J’appelle les Etats arabo-africains à un partenariat fort et étroit autour de la migration légale et aussi autour de la migration dite illégale en vue de la combattre. J’insiste sur la fertilisation des bonnes pratiques et plus particulièrement, celles prenant en compte la dimension « droit » comme principal axe.
A cet effet, j’appelle les Etats arabo-africains qui ne l’ont pas encore fait, a ratifié la Convention des Nations Unies sur les travailleurs migrants et les deux Conventions du BIT sur les travailleurs migrants.

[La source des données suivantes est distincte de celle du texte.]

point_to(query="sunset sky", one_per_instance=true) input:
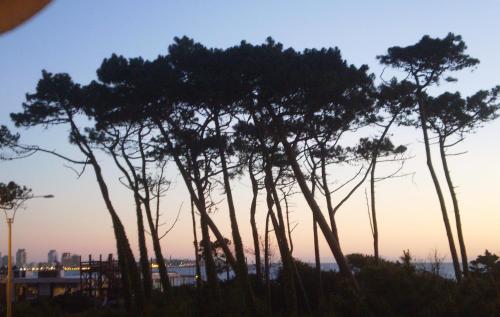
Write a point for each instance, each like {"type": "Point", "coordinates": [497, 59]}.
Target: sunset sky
{"type": "Point", "coordinates": [75, 36]}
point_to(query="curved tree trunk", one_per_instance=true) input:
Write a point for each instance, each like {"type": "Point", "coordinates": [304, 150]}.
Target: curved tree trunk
{"type": "Point", "coordinates": [437, 186]}
{"type": "Point", "coordinates": [315, 209]}
{"type": "Point", "coordinates": [241, 266]}
{"type": "Point", "coordinates": [195, 242]}
{"type": "Point", "coordinates": [132, 287]}
{"type": "Point", "coordinates": [266, 261]}
{"type": "Point", "coordinates": [458, 221]}
{"type": "Point", "coordinates": [255, 232]}
{"type": "Point", "coordinates": [147, 281]}
{"type": "Point", "coordinates": [130, 272]}
{"type": "Point", "coordinates": [146, 200]}
{"type": "Point", "coordinates": [374, 213]}
{"type": "Point", "coordinates": [286, 258]}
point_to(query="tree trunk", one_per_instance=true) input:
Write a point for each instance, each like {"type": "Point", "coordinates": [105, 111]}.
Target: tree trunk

La Convention sur les droits des migrants est le seul instrument spécifique sur les droits de l’homme des migrants. Toutes les études qui ont été faites ainsi que les différentes rencontres que le Comité des nations Unies que j’ai l’honneur de présidé, a faites avec des Etats, des députes et autres, montrent qu’il n’y a aucun obstacle juridique à la non ratification de cette convention.
Le respect des droits des migrants est bénéfique pour tous, aussi bien pour les pays d’accueil et d’origine, que pour l’employeur et le migrant lui-même. Le renforcement des droits des migrants est un meilleur moyen de lutte contre la migration illégale et contre la traite qui sont une menace de la sécurité des Etats, aussi bien d’accueil que d’origine et de transit.

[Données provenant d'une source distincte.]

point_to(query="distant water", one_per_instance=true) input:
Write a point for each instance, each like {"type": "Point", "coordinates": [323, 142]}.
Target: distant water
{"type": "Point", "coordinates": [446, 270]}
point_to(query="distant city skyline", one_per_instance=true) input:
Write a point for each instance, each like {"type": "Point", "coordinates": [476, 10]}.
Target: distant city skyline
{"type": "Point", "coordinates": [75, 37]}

Si vous me le permettiez, je ne vais pas conclure, mais je vais lancer un certain nombre de défis qu’il me semble urgent de traiter dans l’Espace Arabo-africain :
1. La question du transit de ressortissants sub-sahariens par les pays du nord de la méditerranée ;
2. La traversée de la méditerranée à la fois par les subsahariens et par les arabes. Et aussi, par d’autres nationalités maintenant, notamment d’Asie ;
3. La situation des droits dans certains pays du monde arabo-africains ;
4. La situation des mineurs non accompagnés ;
5. La question des réfugiés ;
6. La question des agences de recrutement ;
7. La question des droits sociaux des migrants ;
8. La question de la traite des humains. Et là, je voudrais attirer votre attention sur ce qui se passe plus particulièrement dans le Sahara, qui est en train de devenir un lieu, un parcours, un itinéraire de tous les trafics où on fait impliquer les migrants : trafic d’arme, trafic de drogue, trafic d’organes humains, de prostitution, de pédophilie. Il est urgent d’agir sur le Sahara pour protéger les ressortissants arabo-africains ;
9. Etudier les stratégies des pays et régions limitrophes de la région arabo-africaines. La stratégie de l’Union Européenne par exemple. Et là je suis d’accord avec le Président Diouf qui a proposer à ce que l’espace Euro-Med soit élargit à la région arabo-africaine ;
10. Le défi de construction de politiques migratoires basées sur le respect des droits de l’homme des migrants. Pour cela, la Convention de 1990, en est un excellent guide, même si elle n’est pas ratifiée par tous.
Voilà Monsieur le Président, certains des défis, que je pourrais développer lors des débats et qui me semble urgent de traiter dans le cadre de ce dialogue permanent arabo-africain.
Ces différents points pourraient mis dans le cadre d’un projet, hiérarchisés, programmés, planifiés, avec la définition d’étapes, de phases et de résultats à atteindre.
La dimension de la science est importante à introduire dans le processus d’aboutissement des résultats à attendre de ce dialogue permanent que vous avez instauré et pour lequel, je vous félicite à nouveau.
La gestion de la question migratoire est complexe et compliquée et nous avons besoin de développer d’importants savoirs, savoir-faire et ingénierie.
Je vous remercie de votre attention et reste à votre disposition pour le débat.